At the risk of offending many cultures, I would say that many different peoples often encourage narcissistic behavior. By this I mean the behaviors characterized by selfishness and self-centered behavior. No doubt there are good reasons for this behavior, historical, sexual or whatever, still it comes from the need to survive. Cover your own back is a good piece of advice. But as E. O.
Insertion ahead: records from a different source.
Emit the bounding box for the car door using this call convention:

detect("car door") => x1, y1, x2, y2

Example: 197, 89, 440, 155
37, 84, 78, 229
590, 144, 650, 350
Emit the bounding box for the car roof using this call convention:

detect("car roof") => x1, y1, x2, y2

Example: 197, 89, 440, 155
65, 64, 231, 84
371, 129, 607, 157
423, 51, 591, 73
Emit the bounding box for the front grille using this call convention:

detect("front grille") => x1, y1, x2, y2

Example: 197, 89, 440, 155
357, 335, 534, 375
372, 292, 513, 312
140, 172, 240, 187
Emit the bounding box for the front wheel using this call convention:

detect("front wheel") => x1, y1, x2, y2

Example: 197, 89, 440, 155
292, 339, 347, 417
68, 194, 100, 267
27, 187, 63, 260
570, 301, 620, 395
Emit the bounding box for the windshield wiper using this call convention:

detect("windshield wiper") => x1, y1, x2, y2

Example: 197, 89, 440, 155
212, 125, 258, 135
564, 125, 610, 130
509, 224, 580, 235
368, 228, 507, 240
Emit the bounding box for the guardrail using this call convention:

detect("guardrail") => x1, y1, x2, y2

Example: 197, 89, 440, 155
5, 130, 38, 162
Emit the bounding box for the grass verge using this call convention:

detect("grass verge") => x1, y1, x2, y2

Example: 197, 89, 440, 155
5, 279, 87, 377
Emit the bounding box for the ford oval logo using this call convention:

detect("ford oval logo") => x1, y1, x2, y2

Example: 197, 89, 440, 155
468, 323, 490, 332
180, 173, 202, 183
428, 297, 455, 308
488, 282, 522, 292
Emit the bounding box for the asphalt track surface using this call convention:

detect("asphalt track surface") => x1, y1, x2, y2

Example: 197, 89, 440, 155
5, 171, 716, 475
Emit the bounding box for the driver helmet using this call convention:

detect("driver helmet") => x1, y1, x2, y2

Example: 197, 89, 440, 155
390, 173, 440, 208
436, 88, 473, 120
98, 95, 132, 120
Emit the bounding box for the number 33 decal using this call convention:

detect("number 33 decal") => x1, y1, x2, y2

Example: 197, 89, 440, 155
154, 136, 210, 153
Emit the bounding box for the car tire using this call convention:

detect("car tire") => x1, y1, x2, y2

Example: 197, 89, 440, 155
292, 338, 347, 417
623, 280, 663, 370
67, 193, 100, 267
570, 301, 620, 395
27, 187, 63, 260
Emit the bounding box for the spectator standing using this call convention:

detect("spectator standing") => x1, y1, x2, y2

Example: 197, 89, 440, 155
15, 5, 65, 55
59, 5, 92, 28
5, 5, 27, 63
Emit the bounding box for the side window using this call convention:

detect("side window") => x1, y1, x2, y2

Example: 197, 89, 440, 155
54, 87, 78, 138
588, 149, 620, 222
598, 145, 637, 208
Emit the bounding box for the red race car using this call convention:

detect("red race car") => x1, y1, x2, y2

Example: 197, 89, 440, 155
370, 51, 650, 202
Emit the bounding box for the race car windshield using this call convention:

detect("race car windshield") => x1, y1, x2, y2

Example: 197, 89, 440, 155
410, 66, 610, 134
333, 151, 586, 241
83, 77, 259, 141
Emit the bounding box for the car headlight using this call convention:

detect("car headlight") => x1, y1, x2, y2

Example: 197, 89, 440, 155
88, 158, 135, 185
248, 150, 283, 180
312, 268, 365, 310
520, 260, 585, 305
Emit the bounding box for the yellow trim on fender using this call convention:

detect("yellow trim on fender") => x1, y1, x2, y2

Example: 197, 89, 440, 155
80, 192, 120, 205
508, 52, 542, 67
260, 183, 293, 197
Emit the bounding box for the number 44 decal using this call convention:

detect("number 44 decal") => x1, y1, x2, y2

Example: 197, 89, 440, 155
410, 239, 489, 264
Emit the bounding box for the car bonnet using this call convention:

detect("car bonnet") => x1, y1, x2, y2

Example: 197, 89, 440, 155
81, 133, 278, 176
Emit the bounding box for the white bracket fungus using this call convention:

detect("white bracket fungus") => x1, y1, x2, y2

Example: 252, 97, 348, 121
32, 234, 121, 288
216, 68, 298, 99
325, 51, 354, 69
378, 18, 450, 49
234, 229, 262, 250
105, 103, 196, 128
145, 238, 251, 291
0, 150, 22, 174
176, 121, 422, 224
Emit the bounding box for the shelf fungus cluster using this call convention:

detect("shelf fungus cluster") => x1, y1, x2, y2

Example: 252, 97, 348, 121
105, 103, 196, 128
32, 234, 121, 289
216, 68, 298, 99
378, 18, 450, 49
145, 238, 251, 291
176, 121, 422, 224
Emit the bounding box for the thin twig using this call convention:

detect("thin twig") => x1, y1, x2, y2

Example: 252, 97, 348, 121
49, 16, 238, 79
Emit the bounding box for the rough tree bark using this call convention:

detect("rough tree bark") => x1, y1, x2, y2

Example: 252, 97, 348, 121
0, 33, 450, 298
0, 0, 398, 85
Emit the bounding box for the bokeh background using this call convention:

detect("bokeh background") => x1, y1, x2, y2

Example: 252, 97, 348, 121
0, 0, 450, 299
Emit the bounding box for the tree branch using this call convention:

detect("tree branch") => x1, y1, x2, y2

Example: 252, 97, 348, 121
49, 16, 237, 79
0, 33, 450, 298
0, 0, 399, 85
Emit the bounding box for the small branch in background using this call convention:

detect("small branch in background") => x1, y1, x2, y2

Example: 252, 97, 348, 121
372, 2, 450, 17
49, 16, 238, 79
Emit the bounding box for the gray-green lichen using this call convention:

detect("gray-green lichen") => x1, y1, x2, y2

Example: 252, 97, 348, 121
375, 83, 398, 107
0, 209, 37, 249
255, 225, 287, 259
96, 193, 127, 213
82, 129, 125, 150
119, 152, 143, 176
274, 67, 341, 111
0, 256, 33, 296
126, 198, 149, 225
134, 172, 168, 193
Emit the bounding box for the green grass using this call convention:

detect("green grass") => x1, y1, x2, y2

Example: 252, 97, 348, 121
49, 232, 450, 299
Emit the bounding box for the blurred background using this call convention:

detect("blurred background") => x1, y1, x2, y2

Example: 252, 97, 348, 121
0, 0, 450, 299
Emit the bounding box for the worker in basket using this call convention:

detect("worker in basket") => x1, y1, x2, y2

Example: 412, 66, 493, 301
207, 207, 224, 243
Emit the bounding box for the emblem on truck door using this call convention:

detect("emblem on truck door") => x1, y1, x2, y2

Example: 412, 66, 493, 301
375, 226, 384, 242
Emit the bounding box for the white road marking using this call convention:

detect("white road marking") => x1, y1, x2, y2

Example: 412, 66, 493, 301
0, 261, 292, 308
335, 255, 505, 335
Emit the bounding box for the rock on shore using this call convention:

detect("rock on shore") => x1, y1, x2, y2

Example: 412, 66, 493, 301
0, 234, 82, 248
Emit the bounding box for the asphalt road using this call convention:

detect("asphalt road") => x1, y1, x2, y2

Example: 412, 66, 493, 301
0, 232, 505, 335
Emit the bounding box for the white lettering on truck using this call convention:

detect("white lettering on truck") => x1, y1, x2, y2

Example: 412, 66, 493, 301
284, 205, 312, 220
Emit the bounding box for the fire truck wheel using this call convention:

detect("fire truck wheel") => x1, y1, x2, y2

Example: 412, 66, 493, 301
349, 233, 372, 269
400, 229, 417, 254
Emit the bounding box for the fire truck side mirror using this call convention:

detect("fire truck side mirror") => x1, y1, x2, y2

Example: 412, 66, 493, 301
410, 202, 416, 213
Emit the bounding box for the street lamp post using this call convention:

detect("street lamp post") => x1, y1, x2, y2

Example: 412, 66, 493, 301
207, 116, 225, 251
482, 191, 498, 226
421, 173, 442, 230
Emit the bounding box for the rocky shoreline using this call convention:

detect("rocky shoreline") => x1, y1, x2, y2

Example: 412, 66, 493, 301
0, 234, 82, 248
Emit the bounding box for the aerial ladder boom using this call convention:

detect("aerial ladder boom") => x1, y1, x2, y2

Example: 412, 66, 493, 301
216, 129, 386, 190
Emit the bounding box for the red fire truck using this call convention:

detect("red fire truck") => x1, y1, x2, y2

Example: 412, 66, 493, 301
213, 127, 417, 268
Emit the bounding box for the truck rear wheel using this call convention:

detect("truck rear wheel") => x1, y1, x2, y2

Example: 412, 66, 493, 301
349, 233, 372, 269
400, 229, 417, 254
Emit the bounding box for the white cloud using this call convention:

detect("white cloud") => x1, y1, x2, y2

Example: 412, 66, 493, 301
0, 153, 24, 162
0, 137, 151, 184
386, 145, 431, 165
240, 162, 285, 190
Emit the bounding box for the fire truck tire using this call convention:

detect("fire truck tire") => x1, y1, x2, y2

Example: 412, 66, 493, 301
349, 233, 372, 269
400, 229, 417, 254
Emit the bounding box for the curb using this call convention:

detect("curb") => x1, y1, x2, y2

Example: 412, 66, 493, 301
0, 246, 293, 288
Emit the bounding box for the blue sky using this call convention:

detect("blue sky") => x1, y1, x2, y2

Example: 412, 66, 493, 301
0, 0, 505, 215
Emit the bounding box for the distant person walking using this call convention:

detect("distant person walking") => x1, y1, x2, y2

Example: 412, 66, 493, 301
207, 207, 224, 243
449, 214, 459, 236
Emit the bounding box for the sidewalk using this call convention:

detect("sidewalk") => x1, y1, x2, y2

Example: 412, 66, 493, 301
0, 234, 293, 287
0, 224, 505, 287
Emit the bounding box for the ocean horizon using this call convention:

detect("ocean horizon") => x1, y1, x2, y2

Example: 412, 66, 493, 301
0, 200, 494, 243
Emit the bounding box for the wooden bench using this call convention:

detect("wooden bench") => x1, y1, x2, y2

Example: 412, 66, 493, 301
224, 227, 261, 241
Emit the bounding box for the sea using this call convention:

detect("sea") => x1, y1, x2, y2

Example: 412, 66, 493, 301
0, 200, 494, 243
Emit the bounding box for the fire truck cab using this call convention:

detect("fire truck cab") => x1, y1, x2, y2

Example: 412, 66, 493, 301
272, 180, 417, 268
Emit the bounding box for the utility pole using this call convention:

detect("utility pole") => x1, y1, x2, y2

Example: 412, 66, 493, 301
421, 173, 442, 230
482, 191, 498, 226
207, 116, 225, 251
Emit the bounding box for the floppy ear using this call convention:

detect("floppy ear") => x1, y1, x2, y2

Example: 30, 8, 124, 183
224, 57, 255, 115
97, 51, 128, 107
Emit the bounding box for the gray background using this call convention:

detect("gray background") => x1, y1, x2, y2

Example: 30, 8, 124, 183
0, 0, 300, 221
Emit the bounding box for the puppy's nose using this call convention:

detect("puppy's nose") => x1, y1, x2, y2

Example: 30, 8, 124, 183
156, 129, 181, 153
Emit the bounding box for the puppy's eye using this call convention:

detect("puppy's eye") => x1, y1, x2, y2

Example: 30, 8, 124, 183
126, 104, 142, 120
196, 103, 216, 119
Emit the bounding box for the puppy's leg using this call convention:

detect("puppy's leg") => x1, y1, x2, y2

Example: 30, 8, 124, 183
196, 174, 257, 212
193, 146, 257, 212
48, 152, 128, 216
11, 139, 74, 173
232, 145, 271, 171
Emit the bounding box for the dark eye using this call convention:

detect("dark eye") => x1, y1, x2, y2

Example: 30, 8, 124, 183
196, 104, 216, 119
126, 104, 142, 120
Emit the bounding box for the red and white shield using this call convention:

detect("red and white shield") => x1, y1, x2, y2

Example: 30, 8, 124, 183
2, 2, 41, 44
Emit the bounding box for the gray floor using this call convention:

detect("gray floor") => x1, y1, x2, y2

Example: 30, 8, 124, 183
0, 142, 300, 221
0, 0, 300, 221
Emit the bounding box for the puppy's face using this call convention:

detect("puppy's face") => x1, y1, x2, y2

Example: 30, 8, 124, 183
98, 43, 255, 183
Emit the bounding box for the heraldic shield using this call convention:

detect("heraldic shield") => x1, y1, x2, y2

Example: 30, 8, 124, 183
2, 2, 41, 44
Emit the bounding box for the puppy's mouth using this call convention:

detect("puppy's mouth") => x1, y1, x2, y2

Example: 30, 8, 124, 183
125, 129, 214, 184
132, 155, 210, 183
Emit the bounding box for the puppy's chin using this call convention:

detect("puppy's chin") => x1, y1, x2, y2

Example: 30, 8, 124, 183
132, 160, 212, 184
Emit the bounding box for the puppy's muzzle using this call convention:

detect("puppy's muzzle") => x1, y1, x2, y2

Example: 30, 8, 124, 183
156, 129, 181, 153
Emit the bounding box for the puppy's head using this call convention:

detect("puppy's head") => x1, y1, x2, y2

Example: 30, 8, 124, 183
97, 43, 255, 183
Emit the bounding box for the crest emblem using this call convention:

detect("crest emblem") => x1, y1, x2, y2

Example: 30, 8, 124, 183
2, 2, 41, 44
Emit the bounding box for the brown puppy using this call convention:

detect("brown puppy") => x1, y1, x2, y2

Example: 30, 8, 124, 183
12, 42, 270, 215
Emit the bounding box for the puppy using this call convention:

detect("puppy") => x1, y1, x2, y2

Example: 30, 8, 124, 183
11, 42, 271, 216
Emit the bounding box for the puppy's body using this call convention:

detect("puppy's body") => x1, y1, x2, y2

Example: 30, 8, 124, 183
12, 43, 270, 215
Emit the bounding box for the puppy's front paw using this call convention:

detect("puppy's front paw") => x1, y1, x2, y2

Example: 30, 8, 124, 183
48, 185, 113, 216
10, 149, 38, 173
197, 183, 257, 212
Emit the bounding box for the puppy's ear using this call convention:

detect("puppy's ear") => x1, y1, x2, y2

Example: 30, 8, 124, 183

Wilson has pointed out in such seminal works as Consilience, altruism is a survival technique as well. Charity and generosity are often seen as signs of weakness when they are really the domains of the truly powerful. By powerful, I do not mean the rich. On the contrary, I have seen more giving amongst the poor than amongst the rich. A rich man or woman counts every penny they give and receive, while the poor is happy to be alive. True, there are Bill Gates and other philanthropic millionaires but most do not become rich by sharing the wealth despite Reagonomic theory of the 'trickle down' effect.

Personal development dependency on culture is the basis for many theologies and political movements. Granted we are all part of our culture, or our human environment, but take someone from one culture and plop them into another and most people will adapt, if not thrive. To say we are encased or enslaved by what happens around us, how other people act, is an easy out of personal responsibility. Children usually follow the orders, spoken and unspoken, of their parents, but when they are cut loose from parental administration; they go their own way. If they have developed some good morals and decision making ability they will not be swayed by others, or by their culture. Of course this is impossible to do, as culture is an ever-present force, like gravity, and those who ignore it are bound to fall. To escape this gravity (an idea that I discovered in Dinosaur Brains; Dealing with All those impossible People at Work by Dr. Albert J. Bernstein and Sydney Craft) is difficult. It can be done.

To say that one has to drive badly because everyone on the highway drives badly is childish and nonsensical; even though it is tempting. On the other hand, to ignore how other drivers drive is also dangerous. We have to adapt to survive. Perhaps a narcissist will say he or she drives badly because everyone else is, although most judges will throw this defense out of a court of law. The blame other defense is an easy out, one that children often take because they know no better. Dr Stephen Covey's first habit of highly effective people says, "We are responsible for our own choices and have the freedom to choose, based on principles and values rather than moods and conditions. Proactive people choose not to be victims or to blame others." This could be applied to NPDs and their victims.

Alloplastic Defenses?

Is this why this disorder exists? Just because the world has dealt you a bad hand of cards, you have to play anyway, and we all loose in the end. If life gives you lemons, make lemonade. No doubt you will say my homespun humor and sayings are off the target, yet they contain a grain of the truth. Narcissist was a legend in his own time - in ancient Greece - because this disorder is probably as old as humankind. It is part of what makes us human. To say we 'suddenly' are living in a narcissistic culture is to belie all of human history that tells the stories of narcissists who have struggled to do and bad. Great leaders need a pinch of narcissism, but too much spoils the meal. I fact all of us need a little narcissism in our psyches to balance out our personality. But when we suddenly think we are the star of the show, the only one in the world, then we begin to show signs of NPD; as to the origin of this there are many as I have detailed in the above text.

So to answer your question, I would say yes to all of what you asked.